Skip to content
This repository has been archived by the owner on Feb 22, 2023. It is now read-only.

discogs/pymongo-job-queue

Repository files navigation

pymongo-job-queue travis build Codecov version

This package (pymjq) is a simple MongoDB based job queue for Python. By using capped collections and tailable cursors, you can queue up data to be consumed by a service worker in order to process your long running tasks asynchronously.

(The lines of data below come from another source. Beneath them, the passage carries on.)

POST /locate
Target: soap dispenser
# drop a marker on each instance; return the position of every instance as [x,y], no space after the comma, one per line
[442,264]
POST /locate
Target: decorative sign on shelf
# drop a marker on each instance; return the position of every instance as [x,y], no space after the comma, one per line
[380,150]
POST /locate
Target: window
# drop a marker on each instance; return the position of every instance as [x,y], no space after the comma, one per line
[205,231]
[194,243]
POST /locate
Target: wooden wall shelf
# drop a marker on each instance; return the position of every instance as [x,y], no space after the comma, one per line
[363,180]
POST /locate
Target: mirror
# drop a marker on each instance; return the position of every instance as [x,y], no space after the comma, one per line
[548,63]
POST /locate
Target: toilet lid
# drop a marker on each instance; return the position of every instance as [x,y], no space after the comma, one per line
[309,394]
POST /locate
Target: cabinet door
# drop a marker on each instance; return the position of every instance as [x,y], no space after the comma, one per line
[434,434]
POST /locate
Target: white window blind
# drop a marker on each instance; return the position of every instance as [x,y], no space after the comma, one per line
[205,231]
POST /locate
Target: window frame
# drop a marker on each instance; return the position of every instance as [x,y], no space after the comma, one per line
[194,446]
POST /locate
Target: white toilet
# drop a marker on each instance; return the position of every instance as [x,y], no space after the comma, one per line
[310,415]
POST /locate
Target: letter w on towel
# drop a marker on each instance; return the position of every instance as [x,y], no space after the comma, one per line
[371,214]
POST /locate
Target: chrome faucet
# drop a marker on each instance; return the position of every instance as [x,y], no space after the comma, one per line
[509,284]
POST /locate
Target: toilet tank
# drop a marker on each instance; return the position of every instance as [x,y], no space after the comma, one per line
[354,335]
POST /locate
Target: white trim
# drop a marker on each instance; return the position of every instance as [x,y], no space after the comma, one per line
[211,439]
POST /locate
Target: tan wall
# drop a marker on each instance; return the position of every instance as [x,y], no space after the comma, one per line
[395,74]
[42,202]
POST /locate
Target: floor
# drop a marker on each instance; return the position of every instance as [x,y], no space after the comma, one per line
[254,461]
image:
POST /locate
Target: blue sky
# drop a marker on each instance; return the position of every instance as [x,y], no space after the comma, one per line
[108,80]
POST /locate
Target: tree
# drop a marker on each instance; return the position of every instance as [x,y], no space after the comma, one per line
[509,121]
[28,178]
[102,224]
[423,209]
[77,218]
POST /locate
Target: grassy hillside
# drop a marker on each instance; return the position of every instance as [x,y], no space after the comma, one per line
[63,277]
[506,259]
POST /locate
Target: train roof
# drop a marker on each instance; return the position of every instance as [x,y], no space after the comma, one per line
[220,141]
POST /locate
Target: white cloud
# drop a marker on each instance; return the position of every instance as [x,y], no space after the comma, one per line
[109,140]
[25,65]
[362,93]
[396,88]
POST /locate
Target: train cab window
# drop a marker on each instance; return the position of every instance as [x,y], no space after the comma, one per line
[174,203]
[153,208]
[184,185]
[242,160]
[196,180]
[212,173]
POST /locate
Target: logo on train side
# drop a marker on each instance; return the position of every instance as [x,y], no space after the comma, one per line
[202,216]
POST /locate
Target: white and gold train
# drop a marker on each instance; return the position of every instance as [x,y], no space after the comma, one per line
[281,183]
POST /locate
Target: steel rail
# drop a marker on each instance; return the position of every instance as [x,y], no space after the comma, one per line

This is currently used to send notifications on the Meta sites (a.k.a. Vinylhub, Bibliogs, Filmogs, Gearogs, Comicogs and the Reference Wiki).

Dependencies

  • mongodb 2.6
  • pymongo 2.7.2
  • python 2.7

Install

$ pip install pymjq

Examples

>>> from pymongo import MongoClient
>>> from pymjq import JobQueue
>>> client = MongoClient("localhost", 27017)
>>> db = client.job_queue
>>> jobqueue = JobQueue(db)
Creating jobqueue collection.
>>> jobqueue.valid():
True
>>> jobqueue.pub({"message": "hello world!"}) # add a job to queue
True
>>> for j in jobqueue:
...     print (j)
...     print (j["data"]["message"])
...
---
Working on job:
{u'status': u'waiting', u'_id': ObjectId('568d963d2c69a1e3ef34da84'),
  u'data': {u'message': u'hello world!'}...
hello world!
waiting!
waiting!
waiting!
...
^C Keyboard Interrupt
>>> jobqueue.pub({"message": "hello again!"}) # add another job to queue
True
>>>  j = jobqueue.next()
True
>>> print (j["data"]["message"])
hello again!
print (j)
{u'status': u'waiting', u'_id': ObjectId('568d963d2c69a1e3ef34da84'),
  u'data': {u'message': u'hello again!'}...
>>>

How It Works

  • Capped collections ensure that documents are accessed in the natural order they are inserted into the collection.
  • Tailable cursors give us a cursor which will stay open and wait for new documents to process if the job queue is empty.
  • The JobQueue class has an iterator that yields a document from our queue. The iterator will update a doc's status to 'working' and then 'done' once the worker has completed it's task.

Jobs

Job document, when added to the queue, has the following structure:

{
    'ts': {
        'created': datetime,
        'started': datetime,
        'done': datetime
    },
    'status': 'string',
    'data': 'Your job data goes here! Define whatever structure you want. ''
}

In the data field, the JobQueue.pub() method will add whatever data you pass as a parameter. The ts attributes will be updated as the document is worked on.

Contributing

Want to hack on this? Check out the "Submitting a Change" section in the CONTRIBUTING doc.

License

MIT Copyright (c) 2016 Discogs